The majority’s attempt to distinguish Bantam is unpersuasive. The majority contends Bantam is distinguishable because, unlike the state commission’s notices in that case, the PDC’s guidelines do not constitute “regulation in the guise of advice,” but are merely “advisory and do not purport to be anything more.” Majority at 622. This ignores the significance of the fact that the PDC’s guidelines are an interpretation of a statute issued by the agency whose task it is to interpret and enforce that statute. As the Supreme Court recognized in Bantam “[p]eople do not lightly disregard” the threat of prosecution. 372 U.S. at 68. That threat has altered the activities of the WEA and consequently given the PDC’s guidelines a regulatory effect.

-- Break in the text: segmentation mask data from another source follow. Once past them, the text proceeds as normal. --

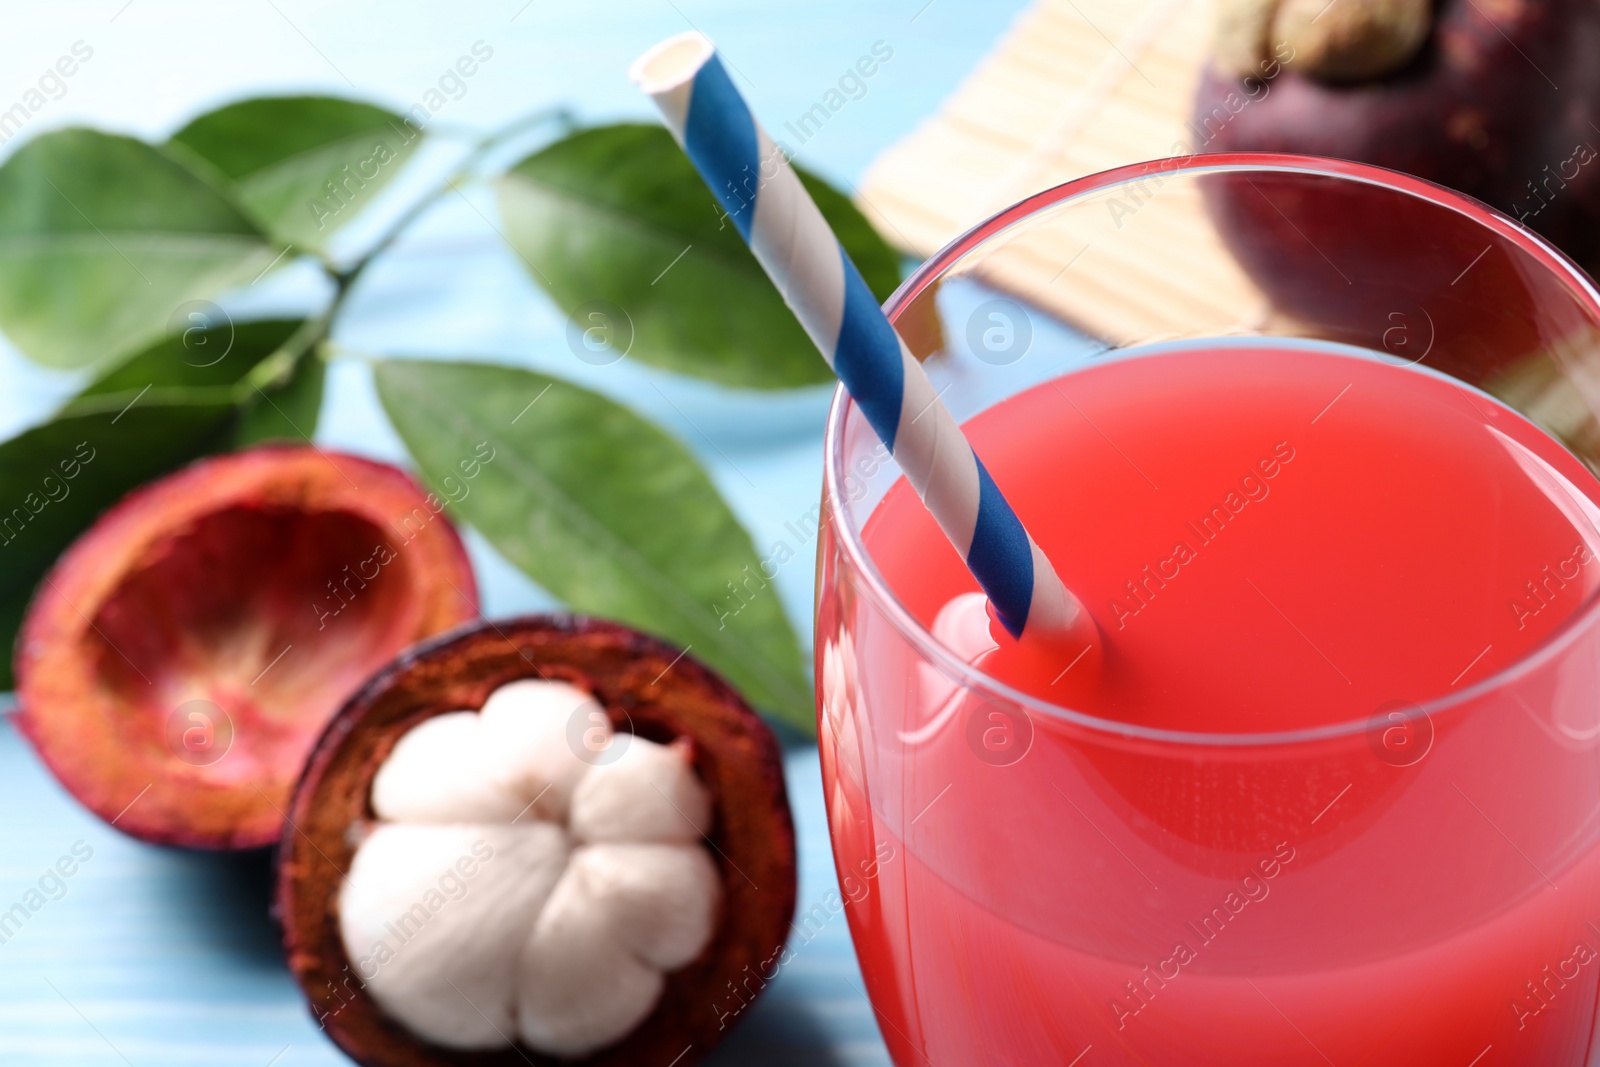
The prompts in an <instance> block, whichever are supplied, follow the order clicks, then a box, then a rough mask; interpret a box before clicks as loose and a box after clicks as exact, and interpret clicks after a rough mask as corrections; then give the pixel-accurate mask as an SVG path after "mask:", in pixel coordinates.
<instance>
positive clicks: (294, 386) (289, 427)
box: [234, 354, 328, 448]
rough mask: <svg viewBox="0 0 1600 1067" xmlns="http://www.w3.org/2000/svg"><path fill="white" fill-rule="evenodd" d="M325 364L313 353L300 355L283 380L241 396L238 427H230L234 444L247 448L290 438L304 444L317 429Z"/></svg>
mask: <svg viewBox="0 0 1600 1067" xmlns="http://www.w3.org/2000/svg"><path fill="white" fill-rule="evenodd" d="M326 374H328V365H326V363H323V362H322V360H320V358H318V357H317V355H315V354H307V355H302V357H301V358H299V360H298V362H296V363H294V365H293V366H290V370H288V374H286V378H285V379H283V381H280V382H275V384H269V386H262V387H261V390H259V392H254V394H253V395H250V397H246V398H245V410H243V411H242V413H240V419H238V427H237V429H235V430H234V448H248V446H251V445H261V443H264V442H291V443H296V445H304V443H306V442H309V440H310V438H312V435H314V434H315V432H317V418H318V414H320V413H322V387H323V379H325V378H326Z"/></svg>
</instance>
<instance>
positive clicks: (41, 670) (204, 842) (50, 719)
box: [16, 448, 478, 849]
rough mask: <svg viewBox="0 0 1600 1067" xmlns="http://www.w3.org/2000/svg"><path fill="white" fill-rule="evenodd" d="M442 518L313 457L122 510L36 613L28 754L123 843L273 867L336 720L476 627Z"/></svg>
mask: <svg viewBox="0 0 1600 1067" xmlns="http://www.w3.org/2000/svg"><path fill="white" fill-rule="evenodd" d="M442 507H443V506H442V504H440V501H438V499H437V498H434V496H432V494H427V493H424V491H422V488H421V486H419V485H418V483H416V482H414V480H411V477H410V475H406V474H405V472H402V470H398V469H395V467H389V466H384V464H378V462H371V461H366V459H358V458H355V456H346V454H338V453H328V451H323V450H317V448H259V450H253V451H245V453H235V454H230V456H219V458H214V459H203V461H200V462H195V464H192V466H190V467H186V469H184V470H179V472H176V474H173V475H168V477H165V478H162V480H158V482H152V483H150V485H147V486H142V488H139V490H134V491H133V493H130V494H128V496H126V498H123V499H122V501H120V502H118V504H115V506H114V507H112V509H109V510H107V512H106V514H104V515H101V518H99V520H98V522H96V523H94V525H93V526H91V528H90V530H88V533H85V534H83V536H82V537H78V539H77V542H74V544H72V547H70V549H67V552H66V553H64V555H62V557H61V558H59V560H58V561H56V565H54V566H53V568H51V571H50V573H48V574H46V576H45V579H43V581H42V582H40V587H38V590H37V592H35V593H34V601H32V603H30V605H29V609H27V616H26V619H24V622H22V630H21V635H19V638H18V648H16V680H18V702H19V704H21V713H19V715H18V723H19V726H21V729H22V733H24V734H26V736H27V739H29V741H32V744H34V747H35V749H37V750H38V753H40V757H42V758H43V760H45V763H46V765H48V766H50V769H51V771H53V773H54V774H56V777H58V779H61V784H62V785H66V787H67V790H70V792H72V795H75V797H77V798H78V800H80V801H82V803H83V805H85V806H88V808H90V809H91V811H94V814H98V816H101V817H102V819H106V821H107V822H110V824H112V825H115V827H117V829H118V830H123V832H126V833H131V835H133V837H138V838H144V840H147V841H155V843H162V845H182V846H190V848H214V849H243V848H261V846H266V845H272V843H274V841H277V840H278V837H280V833H282V829H283V811H285V809H286V808H288V800H290V792H291V790H293V787H294V782H296V779H298V777H299V771H301V768H302V765H304V760H306V753H307V752H309V750H310V747H312V744H314V742H315V739H317V736H318V734H320V733H322V729H323V726H325V725H326V723H328V718H331V715H333V713H334V710H338V707H339V705H341V704H342V702H344V701H346V699H347V697H349V694H350V693H352V691H355V688H357V686H360V683H362V681H363V680H365V678H366V677H368V675H371V672H373V670H376V669H378V667H381V665H382V664H386V662H387V661H389V659H392V657H394V656H395V653H398V651H400V649H402V648H405V646H406V645H411V643H413V641H416V640H421V638H424V637H429V635H432V633H437V632H440V630H445V629H448V627H451V625H456V624H459V622H462V621H466V619H470V617H474V616H477V611H478V601H477V585H475V584H474V581H472V568H470V565H469V561H467V555H466V549H464V547H462V544H461V539H459V536H458V534H456V531H454V530H453V528H451V525H450V522H448V520H446V518H445V517H443V515H440V514H438V512H440V510H442ZM384 549H386V550H387V552H384ZM334 589H338V595H336V592H334ZM218 710H221V713H218ZM197 715H198V717H197Z"/></svg>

Prior to the issuance of the PDC’s guidelines WEA representatives delivered union newsletters and publications to members at schools during nonwork hours. Follow*626ing issuance of the guidelines the WEA advised its representatives not to distribute union materials except in faculty rooms or at union meetings. To avoid potential prosecution the WEA and its members have decided to “err on the side of caution” and strictly adhere to the guidelines. Clerk’s Papers at 76, 90. This chilling fear of enforcement has deterred the WEA and its members from exercising their alleged First Amendment protected activities. Accordingly, the WEA has presented a justiciable controversy demanding our review on the merits and I would give it to them.

Therefore I dissent.

Ireland, Chambers, and Owens, JJ., concur with Sanders, J.